Ах, солнышко-ягода, смилуйся, право,

Tы разве не видишь,

Не чувствуешь - Твой!

Хочу быть понятным

И птицам и травам

Еще до того, как взойду я травой.

Хочу возвратиться

Пронизанный светом

Лучей изумрудных кедровой хвои,

Чтоб кроткая женщина нынче с рассветом,

Забыв городские замашки мои,

Спросила: «А где олененок?» - спросонок,

Погладив меня по сырым волосам.

В лукавом зрачке вдруг хихикнет бесенок.

Так где ж олененок? - А это я сам.

 

 

ОТЦУ

 

1

 

Я никогда не видел тебя,

Даже во сне.

И с годами, когда наливная сила юности

Широко развернула плечи,

Стал чаще замечать материнскую строгость.

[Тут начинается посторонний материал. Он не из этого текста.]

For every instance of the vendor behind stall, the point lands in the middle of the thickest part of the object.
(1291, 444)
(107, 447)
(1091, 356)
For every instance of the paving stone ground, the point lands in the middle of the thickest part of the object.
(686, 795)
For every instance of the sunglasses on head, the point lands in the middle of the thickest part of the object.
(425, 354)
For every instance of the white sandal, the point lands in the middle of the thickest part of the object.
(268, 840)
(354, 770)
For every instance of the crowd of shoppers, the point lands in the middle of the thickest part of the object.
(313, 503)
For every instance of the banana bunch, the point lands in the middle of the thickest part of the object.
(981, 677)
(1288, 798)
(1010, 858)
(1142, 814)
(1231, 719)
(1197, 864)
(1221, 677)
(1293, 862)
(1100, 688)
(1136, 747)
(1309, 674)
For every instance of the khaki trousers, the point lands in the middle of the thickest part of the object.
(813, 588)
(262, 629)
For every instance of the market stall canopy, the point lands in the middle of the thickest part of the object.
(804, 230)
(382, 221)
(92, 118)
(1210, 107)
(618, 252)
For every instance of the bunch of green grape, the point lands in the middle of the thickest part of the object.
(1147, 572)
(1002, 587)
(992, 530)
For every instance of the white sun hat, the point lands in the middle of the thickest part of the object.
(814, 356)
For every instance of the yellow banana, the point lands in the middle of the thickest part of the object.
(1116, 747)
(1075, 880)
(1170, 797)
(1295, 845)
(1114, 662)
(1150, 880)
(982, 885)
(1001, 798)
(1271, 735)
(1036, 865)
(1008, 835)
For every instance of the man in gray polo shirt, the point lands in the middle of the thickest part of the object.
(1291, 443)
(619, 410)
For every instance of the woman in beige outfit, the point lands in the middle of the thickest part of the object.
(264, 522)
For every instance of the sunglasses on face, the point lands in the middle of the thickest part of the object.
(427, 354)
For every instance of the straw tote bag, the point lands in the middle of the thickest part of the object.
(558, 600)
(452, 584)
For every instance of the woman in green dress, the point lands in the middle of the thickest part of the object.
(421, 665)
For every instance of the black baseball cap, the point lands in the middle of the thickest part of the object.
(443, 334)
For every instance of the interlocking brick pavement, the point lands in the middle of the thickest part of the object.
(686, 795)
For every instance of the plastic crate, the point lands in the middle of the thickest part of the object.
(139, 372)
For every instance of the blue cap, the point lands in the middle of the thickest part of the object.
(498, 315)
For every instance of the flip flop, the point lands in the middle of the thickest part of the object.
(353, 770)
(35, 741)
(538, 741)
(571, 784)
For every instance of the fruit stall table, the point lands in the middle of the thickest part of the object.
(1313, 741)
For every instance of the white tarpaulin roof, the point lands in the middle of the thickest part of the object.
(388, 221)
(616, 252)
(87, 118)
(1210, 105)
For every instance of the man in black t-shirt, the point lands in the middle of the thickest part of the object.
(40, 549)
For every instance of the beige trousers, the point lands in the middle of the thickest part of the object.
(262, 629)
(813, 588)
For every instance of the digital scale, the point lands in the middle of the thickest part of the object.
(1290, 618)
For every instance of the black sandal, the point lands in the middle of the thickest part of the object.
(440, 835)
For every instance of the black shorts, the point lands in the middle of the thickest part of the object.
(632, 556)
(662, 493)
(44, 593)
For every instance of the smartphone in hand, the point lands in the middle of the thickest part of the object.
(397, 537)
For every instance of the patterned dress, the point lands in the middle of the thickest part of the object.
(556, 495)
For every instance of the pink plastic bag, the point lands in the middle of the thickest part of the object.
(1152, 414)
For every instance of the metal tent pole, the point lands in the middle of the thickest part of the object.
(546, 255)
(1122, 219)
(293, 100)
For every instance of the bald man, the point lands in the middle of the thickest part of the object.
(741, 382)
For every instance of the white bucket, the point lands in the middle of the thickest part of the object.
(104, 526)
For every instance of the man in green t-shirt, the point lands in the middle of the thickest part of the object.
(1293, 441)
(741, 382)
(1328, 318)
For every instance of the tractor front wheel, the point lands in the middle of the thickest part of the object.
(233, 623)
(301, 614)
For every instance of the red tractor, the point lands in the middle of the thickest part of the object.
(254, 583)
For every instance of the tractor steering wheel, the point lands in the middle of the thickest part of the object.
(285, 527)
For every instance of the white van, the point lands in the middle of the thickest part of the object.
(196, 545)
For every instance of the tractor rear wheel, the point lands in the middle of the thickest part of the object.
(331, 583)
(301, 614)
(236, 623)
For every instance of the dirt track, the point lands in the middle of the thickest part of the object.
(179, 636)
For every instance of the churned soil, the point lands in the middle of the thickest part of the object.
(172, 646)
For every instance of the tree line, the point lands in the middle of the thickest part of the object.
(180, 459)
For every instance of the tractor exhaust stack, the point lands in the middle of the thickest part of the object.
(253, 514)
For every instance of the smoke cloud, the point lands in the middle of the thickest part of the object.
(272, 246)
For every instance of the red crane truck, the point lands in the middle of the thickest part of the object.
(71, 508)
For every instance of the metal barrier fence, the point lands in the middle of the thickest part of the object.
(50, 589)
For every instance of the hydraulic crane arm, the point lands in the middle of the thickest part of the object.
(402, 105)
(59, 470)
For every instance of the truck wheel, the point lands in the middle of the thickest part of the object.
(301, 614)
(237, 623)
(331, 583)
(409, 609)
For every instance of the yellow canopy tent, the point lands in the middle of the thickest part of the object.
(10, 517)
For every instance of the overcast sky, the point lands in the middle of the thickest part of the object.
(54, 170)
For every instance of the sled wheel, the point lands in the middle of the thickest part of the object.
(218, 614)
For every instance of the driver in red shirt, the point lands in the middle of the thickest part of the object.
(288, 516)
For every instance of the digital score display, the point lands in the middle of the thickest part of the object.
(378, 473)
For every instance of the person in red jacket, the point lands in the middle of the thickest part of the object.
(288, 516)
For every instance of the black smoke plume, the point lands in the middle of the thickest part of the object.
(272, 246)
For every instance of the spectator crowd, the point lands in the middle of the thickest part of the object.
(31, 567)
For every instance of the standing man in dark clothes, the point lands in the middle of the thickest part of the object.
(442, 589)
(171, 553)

Теперь-то я понимаю, в чем дело:

Я слишком походил на тебя

И лицом, и фигурой, и волосом,

И привычкой лезть с телячьими нежностями

В самый неподходящий момент,

Например, когда мама сочиняет на кухне

Замечательный торт «Наполеон»

По рецепту на желтоватой

Постаревшей от времени бумаге,

Как твое фронтовое письмо.

Оно тоже постарело,

Стало желтым и злым,

Под стать словам:

«Меня не ждите. Я создал себе новую семью.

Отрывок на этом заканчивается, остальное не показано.